While being powerful and extensible, tag syntax remains readable.
Regex patterns
While being slower than static strings, regex is a powerful tool that can simplify many accents.
Prior art
Other games
SS13
As far as I know, byond stations usually use json files with rules.
This works but has limitations.
Unitystation
Unitystation uses some proprietary Unity yaml asset format which they use to define lists of replacements - words and patterns. After all replacements custom code optionally runs.

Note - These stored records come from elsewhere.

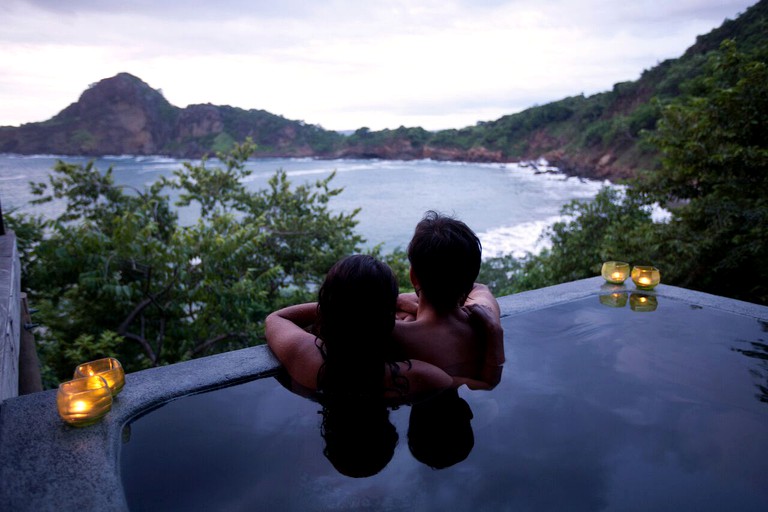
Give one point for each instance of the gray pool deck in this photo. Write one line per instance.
(47, 465)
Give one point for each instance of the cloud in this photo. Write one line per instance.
(333, 62)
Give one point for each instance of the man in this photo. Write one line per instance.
(451, 321)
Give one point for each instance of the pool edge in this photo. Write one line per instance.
(46, 465)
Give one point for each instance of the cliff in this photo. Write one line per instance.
(123, 115)
(599, 136)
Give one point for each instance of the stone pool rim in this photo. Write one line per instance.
(47, 465)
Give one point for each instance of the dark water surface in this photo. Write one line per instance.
(599, 408)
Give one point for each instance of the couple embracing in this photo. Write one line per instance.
(364, 341)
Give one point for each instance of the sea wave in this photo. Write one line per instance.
(517, 240)
(14, 178)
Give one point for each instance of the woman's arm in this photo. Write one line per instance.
(493, 359)
(481, 295)
(293, 346)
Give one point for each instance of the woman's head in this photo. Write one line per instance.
(356, 315)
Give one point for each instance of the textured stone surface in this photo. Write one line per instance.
(10, 316)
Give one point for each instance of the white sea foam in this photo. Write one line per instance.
(14, 178)
(516, 240)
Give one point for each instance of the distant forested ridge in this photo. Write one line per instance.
(596, 136)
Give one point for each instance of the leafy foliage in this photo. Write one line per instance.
(713, 179)
(116, 261)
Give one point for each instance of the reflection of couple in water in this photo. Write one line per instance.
(360, 440)
(362, 347)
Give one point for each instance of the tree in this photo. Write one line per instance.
(116, 275)
(714, 174)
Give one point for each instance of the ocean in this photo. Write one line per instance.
(508, 205)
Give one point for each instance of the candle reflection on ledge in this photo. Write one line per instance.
(643, 303)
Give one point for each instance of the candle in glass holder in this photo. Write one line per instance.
(82, 402)
(109, 368)
(615, 272)
(645, 278)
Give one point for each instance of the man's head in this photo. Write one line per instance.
(445, 260)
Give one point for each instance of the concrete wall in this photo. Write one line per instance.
(10, 316)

Accent code: https://github.com/unitystation/unitystation/blob/be67b387b503f57c540b3311028ca4bf965dbfb0/UnityProject/Assets/Scripts/ScriptableObjects/SpeechModifier.cs
Folder with accents (see .asset files): https://github.com/unitystation/unitystation/tree/develop/UnityProject/Assets/ScriptableObjects/Speech
This is same system as byond and it has limitations.
SS14
Space Station 14 does not have any format. They define all accents with pure c#.
Spanish accent: https://github.com/space-wizards/space-station-14/blob/effcc5d8277cd28f9739359e50fc268ada8f4ea6/Content.Server/Speech/EntitySystems/SpanishAccentSystem.cs#L5
This is simplest to implement but results in repetitive code and is harder to read. This code is also hard to keep uniform across different accents.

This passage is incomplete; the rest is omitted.